Yesterday was the deadline for states to decide whether or not they’d run their own high-risk pool or rely on a federal fallback option. Kaiser Health News has gathered a collection of news stories, one of which (Wall St. Journal) says that 12 states will not run their own program. Another (CQ HealthBeat) has a partial list:
As of 12:30 p.m. Friday, these are the states that will operate a program: Arkansas, California, Colorado, Connecticut, Delaware, District of Columbia, Illinois, Kansas, Kentucky, Maine, Maryland, Michigan, Missouri, Montana, New Jersey, North Carolina, Ohio, Oklahoma, Rhode Island, South Dakota, Vermont and Washington. States opting out are Georgia, Hawaii, Idaho, Indiana, Louisiana, Minnesota, Mississippi, Nebraska, Nevada, Tennessee and Wyoming. (Bold mine.)

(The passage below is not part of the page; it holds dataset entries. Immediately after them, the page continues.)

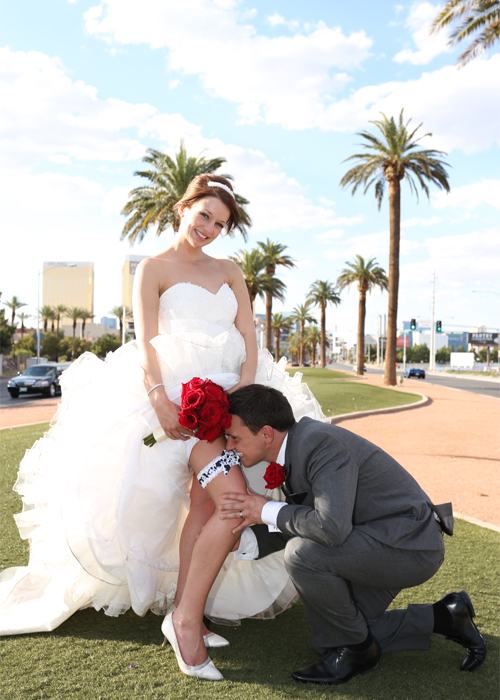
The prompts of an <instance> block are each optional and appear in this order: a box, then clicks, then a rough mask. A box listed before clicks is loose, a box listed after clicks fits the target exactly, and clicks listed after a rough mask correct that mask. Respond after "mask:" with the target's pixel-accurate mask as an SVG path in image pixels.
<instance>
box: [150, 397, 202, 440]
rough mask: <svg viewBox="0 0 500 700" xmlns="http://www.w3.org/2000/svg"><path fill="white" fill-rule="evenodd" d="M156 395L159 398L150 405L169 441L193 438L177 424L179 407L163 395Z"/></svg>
mask: <svg viewBox="0 0 500 700" xmlns="http://www.w3.org/2000/svg"><path fill="white" fill-rule="evenodd" d="M158 393H159V396H155V397H154V398H153V400H152V401H151V405H152V407H153V409H154V411H155V413H156V415H157V417H158V420H159V421H160V425H161V427H162V428H163V432H164V433H165V435H166V436H167V437H168V438H170V439H171V440H189V437H190V436H194V433H193V432H192V431H191V430H189V429H188V428H185V427H184V426H183V425H181V424H180V423H179V406H177V404H175V403H172V401H170V400H169V399H168V398H167V396H166V394H165V393H163V394H161V393H160V392H158Z"/></svg>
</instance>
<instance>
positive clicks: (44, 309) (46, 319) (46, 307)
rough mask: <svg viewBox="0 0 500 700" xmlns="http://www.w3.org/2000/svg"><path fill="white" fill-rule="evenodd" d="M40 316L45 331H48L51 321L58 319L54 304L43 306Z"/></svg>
mask: <svg viewBox="0 0 500 700" xmlns="http://www.w3.org/2000/svg"><path fill="white" fill-rule="evenodd" d="M40 318H41V319H42V321H43V332H44V333H46V332H47V326H48V325H49V321H55V319H56V315H55V312H54V309H53V308H52V306H48V305H45V306H42V308H41V309H40Z"/></svg>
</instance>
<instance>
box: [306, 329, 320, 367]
mask: <svg viewBox="0 0 500 700" xmlns="http://www.w3.org/2000/svg"><path fill="white" fill-rule="evenodd" d="M320 341H321V333H320V330H319V328H318V326H309V327H308V329H307V331H306V335H305V341H304V345H305V346H306V348H307V349H308V350H310V351H311V367H316V348H317V347H318V345H319V343H320Z"/></svg>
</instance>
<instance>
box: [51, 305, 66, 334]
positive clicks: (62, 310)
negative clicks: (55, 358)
mask: <svg viewBox="0 0 500 700" xmlns="http://www.w3.org/2000/svg"><path fill="white" fill-rule="evenodd" d="M67 311H68V309H67V308H66V306H64V304H58V305H57V306H54V313H55V315H56V324H57V325H56V338H59V324H60V323H61V316H64V315H65V314H66V313H67Z"/></svg>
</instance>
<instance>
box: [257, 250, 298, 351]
mask: <svg viewBox="0 0 500 700" xmlns="http://www.w3.org/2000/svg"><path fill="white" fill-rule="evenodd" d="M257 245H258V246H259V248H260V251H261V253H262V255H263V256H264V264H265V266H266V275H269V276H270V277H273V276H274V275H275V273H276V266H278V265H280V266H281V267H295V263H294V262H293V260H292V258H291V257H290V256H289V255H283V253H284V251H285V250H286V249H287V248H288V246H286V245H283V244H282V243H272V242H271V241H270V240H269V238H268V239H267V241H266V242H265V243H263V242H262V241H259V242H258V243H257ZM272 315H273V295H272V293H271V292H270V291H268V292H266V348H267V349H268V350H269V352H272V351H273V329H272V327H271V321H272Z"/></svg>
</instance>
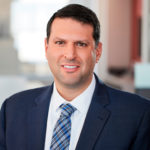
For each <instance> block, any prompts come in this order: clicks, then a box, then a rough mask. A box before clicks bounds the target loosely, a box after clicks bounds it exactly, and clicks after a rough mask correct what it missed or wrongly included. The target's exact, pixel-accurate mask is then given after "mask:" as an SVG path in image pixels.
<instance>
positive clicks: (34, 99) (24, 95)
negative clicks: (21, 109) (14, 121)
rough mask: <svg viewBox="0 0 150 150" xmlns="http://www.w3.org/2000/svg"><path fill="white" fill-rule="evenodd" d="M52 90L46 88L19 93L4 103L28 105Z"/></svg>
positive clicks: (45, 86)
mask: <svg viewBox="0 0 150 150" xmlns="http://www.w3.org/2000/svg"><path fill="white" fill-rule="evenodd" d="M50 89H51V86H44V87H39V88H34V89H28V90H24V91H21V92H18V93H15V94H13V95H12V96H10V97H9V98H7V99H6V100H5V102H4V103H6V104H7V105H10V106H11V105H16V106H17V105H28V104H30V103H32V102H33V101H34V100H35V99H36V98H37V97H39V96H40V95H42V94H44V93H48V92H49V91H50Z"/></svg>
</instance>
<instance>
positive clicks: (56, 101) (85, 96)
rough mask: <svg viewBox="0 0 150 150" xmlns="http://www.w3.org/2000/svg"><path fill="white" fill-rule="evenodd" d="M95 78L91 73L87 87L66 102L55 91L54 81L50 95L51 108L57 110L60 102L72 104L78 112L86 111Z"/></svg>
mask: <svg viewBox="0 0 150 150" xmlns="http://www.w3.org/2000/svg"><path fill="white" fill-rule="evenodd" d="M95 84H96V80H95V77H94V75H93V77H92V82H91V83H90V85H89V86H88V88H87V89H85V90H84V91H83V92H82V93H81V94H80V95H79V96H77V97H76V98H75V99H73V100H72V101H71V102H68V101H67V100H65V99H64V98H63V97H62V96H61V95H60V94H59V93H58V91H57V89H56V85H55V83H54V89H53V95H52V106H53V107H52V108H53V110H54V111H55V112H57V111H58V109H59V106H60V105H61V104H62V103H70V104H71V105H72V106H74V107H75V108H76V109H77V110H78V111H79V112H83V113H85V112H87V110H88V108H89V105H90V103H91V100H92V96H93V93H94V89H95Z"/></svg>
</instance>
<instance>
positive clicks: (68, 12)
mask: <svg viewBox="0 0 150 150" xmlns="http://www.w3.org/2000/svg"><path fill="white" fill-rule="evenodd" d="M55 18H72V19H74V20H77V21H79V22H82V23H85V24H90V25H92V26H93V38H94V40H95V44H96V45H98V43H99V39H100V23H99V20H98V18H97V16H96V14H95V13H94V12H93V11H92V10H90V9H89V8H87V7H85V6H82V5H79V4H69V5H67V6H65V7H63V8H61V9H59V10H58V11H57V12H55V13H54V14H53V16H52V17H51V18H50V19H49V21H48V23H47V42H48V39H49V37H50V32H51V26H52V23H53V21H54V19H55Z"/></svg>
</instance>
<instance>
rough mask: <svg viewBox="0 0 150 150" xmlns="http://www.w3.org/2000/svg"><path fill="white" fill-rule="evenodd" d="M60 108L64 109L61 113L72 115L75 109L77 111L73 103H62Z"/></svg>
mask: <svg viewBox="0 0 150 150" xmlns="http://www.w3.org/2000/svg"><path fill="white" fill-rule="evenodd" d="M60 108H61V109H62V112H61V115H63V116H66V117H70V116H71V115H72V113H73V112H74V111H76V108H75V107H73V106H72V105H71V104H62V105H60Z"/></svg>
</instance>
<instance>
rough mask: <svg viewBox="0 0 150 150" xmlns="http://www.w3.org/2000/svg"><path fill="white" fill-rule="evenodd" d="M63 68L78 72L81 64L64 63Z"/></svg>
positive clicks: (67, 71) (70, 70)
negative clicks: (70, 64) (73, 64)
mask: <svg viewBox="0 0 150 150" xmlns="http://www.w3.org/2000/svg"><path fill="white" fill-rule="evenodd" d="M62 68H63V69H64V70H65V71H66V72H76V71H77V70H78V68H79V65H68V64H67V65H62Z"/></svg>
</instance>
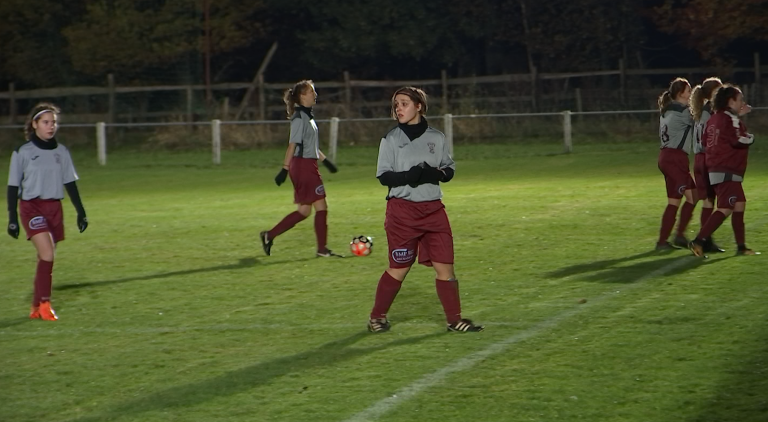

Also of interest are estimates of high-risk pool costs relative to the $5 billion set aside for them. The Wall St. Journal reports that “Last week, an actuarial report from HHS found the program would burn through the $5 billion set aside for it as soon as next year, though the money is supposed to last until 2014.”
(I can’t seem to find the HHS actuarial report to which the WSJ refers. If anyone locates it or a full list of opt-in and opt-out states, please let me know.)